The graph shows two things.
First, actual debt has already increased sharply. Group debt rose from about $600 million in 2018 to about $1.3 billion in 2024.
Second, forecast debt keeps climbing. By 2030, group debt is expected to pass $2 billion. DCC’s own debt is also forecast to rise above $1 billion.
This matters because DCC now wants permission to borrow more from the Local Government Funding Agency.
The LGFA lends money to councils. It also sets limits so that one council does not take on so much debt that it creates risk for others. Councils that borrow through the LGFA are linked through a shared guarantee system. In plain English, if one council gets into serious financial trouble, other councils may also be exposed.
That is why the borrowing cap exists.
The concern here is that DCC debt includes debt connected to council-owned companies, through the wider DCC Group. These companies sit under Dunedin City Holdings Limited. Ratepayers do not directly control these companies, but they may still carry the financial risk.
This raises a serious question:
Should Dunedin ratepayers be exposed to debts created through council-owned trading companies?
The Local Government Act appears to be designed to prevent this kind of exposure. Section 62 says that a local authority must not give a guarantee, indemnity, or security for the obligations of a council-controlled trading organisation.
The problem is that DCC’s current arrangements may have created a similar effect through another route.
Dunedin City Treasury Limited has a large borrowing facility. In 2025, this facility was listed at $1.6 billion. By the end of that year, it had increased to $1.9 billion.
At the same time, Dunedin City Holdings Limited increased its “uncalled capital” with DCC from $1.6 billion to $1.9 billion.
That sounds technical, but the basic point is simple.
If the debt had to be paid back suddenly, the chain could look like this:
creditors call on Dunedin City Treasury Limited
Dunedin City Treasury Limited calls on Dunedin City Holdings Limited
Dunedin City Holdings Limited calls on DCC
DCC has to find the money
ratepayers may ultimately have to cover the cost
This is why the issue matters to ordinary residents. It is a financial structure that could affect rates, council services, and the financial position of the city.
The graph makes the scale clear. DCC Group debt is moving from hundreds of millions into the billions. If the forecast is correct, the group will pass the $2 billion mark around 2030.
Before any borrowing cap is lifted, ratepayers need clear answers:
Who is ultimately responsible for this debt?

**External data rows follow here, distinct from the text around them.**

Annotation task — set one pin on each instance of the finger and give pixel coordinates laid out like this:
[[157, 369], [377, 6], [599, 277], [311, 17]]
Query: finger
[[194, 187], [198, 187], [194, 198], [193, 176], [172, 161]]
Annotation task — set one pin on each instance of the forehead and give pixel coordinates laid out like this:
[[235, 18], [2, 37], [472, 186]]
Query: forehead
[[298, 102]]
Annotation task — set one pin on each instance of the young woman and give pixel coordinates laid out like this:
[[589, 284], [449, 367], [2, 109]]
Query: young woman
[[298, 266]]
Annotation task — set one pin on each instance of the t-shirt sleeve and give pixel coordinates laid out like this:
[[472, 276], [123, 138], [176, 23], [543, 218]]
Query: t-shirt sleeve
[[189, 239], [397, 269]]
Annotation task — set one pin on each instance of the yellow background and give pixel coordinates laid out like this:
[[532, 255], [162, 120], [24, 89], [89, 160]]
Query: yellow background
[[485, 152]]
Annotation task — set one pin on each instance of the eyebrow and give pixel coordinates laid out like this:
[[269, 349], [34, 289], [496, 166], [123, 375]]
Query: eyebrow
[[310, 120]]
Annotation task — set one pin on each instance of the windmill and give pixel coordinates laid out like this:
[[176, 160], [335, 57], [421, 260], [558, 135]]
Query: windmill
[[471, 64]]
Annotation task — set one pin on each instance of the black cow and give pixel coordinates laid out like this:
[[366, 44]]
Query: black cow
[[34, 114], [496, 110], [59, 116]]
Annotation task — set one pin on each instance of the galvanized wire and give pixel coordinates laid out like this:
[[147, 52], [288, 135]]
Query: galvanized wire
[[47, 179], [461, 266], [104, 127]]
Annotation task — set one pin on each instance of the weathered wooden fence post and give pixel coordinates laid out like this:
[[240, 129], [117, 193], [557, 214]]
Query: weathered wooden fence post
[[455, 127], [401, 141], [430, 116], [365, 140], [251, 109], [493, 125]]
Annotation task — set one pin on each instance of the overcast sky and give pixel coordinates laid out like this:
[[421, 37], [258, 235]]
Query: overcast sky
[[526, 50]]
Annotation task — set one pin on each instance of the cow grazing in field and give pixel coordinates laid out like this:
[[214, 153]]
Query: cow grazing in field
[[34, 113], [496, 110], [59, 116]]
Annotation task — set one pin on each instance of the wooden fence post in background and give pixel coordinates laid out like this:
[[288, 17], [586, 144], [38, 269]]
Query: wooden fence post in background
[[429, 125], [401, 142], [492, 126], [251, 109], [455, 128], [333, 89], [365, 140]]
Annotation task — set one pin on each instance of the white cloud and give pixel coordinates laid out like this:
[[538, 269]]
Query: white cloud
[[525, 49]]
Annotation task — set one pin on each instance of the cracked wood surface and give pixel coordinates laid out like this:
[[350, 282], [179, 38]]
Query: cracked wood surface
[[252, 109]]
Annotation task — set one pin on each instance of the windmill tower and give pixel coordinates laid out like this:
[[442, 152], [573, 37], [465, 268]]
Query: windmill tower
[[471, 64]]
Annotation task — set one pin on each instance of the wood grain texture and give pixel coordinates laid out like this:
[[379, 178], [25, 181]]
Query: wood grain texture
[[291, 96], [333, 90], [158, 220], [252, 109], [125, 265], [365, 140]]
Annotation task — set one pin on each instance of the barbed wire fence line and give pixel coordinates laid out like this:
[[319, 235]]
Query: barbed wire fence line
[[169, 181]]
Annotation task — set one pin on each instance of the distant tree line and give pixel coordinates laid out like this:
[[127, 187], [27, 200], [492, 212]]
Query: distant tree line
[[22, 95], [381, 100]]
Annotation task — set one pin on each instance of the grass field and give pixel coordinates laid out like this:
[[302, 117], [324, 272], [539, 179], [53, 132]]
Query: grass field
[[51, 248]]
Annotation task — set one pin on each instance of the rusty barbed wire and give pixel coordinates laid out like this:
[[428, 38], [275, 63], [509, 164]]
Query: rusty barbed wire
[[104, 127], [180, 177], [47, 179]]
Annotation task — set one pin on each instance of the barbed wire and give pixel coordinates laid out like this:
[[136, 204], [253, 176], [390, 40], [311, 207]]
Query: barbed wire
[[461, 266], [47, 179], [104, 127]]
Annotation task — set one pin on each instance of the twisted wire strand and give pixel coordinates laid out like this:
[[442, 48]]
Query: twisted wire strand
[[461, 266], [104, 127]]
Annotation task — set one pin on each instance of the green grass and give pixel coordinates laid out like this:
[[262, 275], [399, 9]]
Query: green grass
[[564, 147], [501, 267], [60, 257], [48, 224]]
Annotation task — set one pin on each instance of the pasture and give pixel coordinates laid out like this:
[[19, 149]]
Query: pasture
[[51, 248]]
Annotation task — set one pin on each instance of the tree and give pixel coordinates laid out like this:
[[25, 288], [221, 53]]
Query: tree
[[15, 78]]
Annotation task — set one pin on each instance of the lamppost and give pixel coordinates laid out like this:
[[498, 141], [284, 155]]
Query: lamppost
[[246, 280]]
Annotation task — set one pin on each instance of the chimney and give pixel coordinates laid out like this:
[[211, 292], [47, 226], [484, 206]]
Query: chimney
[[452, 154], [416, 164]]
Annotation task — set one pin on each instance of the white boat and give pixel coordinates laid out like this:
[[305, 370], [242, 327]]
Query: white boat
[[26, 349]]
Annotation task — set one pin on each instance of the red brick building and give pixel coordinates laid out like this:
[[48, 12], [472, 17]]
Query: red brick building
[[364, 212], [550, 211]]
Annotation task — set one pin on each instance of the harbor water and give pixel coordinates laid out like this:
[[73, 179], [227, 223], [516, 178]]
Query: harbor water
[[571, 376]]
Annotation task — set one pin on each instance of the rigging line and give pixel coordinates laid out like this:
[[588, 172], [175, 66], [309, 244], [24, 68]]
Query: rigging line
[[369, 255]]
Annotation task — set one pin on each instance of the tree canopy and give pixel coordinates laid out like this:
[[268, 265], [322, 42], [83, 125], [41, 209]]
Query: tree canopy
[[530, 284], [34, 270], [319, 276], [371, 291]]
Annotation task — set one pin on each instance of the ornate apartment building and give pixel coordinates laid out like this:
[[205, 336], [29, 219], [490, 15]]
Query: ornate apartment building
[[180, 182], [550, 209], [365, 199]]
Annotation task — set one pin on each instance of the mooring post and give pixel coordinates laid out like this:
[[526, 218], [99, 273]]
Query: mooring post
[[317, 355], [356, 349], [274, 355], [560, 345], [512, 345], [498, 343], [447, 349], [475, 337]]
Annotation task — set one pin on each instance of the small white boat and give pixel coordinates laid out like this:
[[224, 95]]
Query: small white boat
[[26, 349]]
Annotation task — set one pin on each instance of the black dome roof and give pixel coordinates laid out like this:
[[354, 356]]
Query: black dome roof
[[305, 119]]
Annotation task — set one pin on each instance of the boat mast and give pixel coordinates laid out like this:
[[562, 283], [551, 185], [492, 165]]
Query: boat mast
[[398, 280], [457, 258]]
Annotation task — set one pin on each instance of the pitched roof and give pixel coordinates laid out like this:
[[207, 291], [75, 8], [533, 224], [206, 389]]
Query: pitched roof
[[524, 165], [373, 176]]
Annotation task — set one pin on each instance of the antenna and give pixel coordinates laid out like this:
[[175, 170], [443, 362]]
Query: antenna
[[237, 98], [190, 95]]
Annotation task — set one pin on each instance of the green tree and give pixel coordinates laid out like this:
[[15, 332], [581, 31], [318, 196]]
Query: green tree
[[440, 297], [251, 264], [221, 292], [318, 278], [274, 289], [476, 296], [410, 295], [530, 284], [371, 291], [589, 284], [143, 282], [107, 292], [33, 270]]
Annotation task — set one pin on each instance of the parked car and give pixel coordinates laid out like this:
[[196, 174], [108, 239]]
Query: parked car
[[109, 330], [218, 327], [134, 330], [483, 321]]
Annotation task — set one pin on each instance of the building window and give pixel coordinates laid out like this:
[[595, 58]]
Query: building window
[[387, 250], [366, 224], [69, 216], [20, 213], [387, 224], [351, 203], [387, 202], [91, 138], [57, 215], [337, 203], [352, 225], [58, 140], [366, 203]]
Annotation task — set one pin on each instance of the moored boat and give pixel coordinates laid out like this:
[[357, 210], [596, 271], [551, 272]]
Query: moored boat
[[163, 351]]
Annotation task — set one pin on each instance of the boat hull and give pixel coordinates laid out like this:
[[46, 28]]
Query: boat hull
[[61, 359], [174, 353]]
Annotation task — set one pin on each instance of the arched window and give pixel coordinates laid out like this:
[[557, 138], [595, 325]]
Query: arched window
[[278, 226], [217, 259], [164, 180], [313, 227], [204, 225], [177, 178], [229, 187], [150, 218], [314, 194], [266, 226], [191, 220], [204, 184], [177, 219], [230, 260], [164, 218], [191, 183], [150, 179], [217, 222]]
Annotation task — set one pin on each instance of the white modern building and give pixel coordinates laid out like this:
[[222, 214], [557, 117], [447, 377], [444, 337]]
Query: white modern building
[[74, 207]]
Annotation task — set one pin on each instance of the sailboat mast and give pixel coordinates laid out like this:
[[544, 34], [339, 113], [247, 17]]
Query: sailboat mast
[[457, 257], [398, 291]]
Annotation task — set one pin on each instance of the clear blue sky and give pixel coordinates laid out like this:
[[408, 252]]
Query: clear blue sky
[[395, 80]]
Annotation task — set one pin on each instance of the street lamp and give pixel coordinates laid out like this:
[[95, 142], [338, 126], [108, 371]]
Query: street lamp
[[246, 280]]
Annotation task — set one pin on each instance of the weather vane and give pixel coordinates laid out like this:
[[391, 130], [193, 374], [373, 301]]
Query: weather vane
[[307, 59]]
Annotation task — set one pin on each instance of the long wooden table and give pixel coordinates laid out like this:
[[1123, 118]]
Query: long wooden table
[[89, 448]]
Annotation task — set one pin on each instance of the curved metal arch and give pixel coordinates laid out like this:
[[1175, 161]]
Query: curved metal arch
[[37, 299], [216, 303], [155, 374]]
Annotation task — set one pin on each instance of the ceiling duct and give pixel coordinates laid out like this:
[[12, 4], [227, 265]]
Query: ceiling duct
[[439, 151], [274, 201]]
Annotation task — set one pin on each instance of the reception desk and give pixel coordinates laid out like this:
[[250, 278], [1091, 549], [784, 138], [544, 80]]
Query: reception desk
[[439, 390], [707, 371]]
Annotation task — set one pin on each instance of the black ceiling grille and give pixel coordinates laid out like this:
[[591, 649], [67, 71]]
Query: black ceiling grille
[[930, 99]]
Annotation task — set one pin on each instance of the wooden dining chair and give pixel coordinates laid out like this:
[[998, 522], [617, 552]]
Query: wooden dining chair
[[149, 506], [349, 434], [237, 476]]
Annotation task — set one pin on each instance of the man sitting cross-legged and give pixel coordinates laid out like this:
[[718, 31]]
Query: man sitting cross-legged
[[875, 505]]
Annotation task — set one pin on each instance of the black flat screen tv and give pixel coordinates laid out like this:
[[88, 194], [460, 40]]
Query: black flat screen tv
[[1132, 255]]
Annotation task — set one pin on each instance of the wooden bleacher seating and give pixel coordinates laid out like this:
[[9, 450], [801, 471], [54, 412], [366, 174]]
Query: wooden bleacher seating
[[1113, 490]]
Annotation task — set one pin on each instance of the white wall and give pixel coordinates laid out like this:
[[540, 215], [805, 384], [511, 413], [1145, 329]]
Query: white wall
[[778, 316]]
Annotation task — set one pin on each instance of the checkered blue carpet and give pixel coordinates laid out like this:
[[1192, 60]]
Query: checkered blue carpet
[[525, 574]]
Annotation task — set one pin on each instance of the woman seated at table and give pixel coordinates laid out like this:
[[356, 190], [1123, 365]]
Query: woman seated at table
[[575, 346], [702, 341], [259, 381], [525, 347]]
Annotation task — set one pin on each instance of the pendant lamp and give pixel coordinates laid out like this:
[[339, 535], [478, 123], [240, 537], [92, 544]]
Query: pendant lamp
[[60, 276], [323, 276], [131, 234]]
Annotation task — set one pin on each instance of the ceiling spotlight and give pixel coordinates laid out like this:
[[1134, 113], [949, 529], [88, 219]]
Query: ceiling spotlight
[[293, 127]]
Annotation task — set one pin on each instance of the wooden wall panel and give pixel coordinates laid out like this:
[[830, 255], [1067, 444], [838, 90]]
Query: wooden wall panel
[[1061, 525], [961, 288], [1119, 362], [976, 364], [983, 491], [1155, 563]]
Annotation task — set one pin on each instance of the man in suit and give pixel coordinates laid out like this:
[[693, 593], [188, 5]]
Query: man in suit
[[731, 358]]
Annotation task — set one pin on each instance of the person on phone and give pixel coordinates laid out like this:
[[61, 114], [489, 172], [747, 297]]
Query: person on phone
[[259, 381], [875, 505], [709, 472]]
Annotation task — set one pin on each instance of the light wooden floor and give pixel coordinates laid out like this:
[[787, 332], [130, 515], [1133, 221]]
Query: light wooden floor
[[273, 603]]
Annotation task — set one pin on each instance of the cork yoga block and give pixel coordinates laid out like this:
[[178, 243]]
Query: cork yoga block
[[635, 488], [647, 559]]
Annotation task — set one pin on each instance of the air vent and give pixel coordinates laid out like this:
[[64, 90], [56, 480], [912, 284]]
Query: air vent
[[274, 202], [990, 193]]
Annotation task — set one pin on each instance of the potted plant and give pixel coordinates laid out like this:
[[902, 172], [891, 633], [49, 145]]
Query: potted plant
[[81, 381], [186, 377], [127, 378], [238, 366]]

How much risk sits with ordinary ratepayers?
What happens if council-owned companies cannot meet their obligations?
Has the council received independent advice on whether these arrangements comply with the Local Government Act?
Why should the LGFA allow further borrowing if the debt is already rising this quickly?
Councils often borrow to build infrastructure, maintain core services, and spread the cost of long-term assets across the people who use them. The key issue here is whether DCC Group debt is rising too quickly, whether the public understands who carries the risk, and whether the current borrowing arrangements give ratepayers enough protection.
At this stage, the LGFA borrowing cap may be one of the few remaining checks on further debt growth.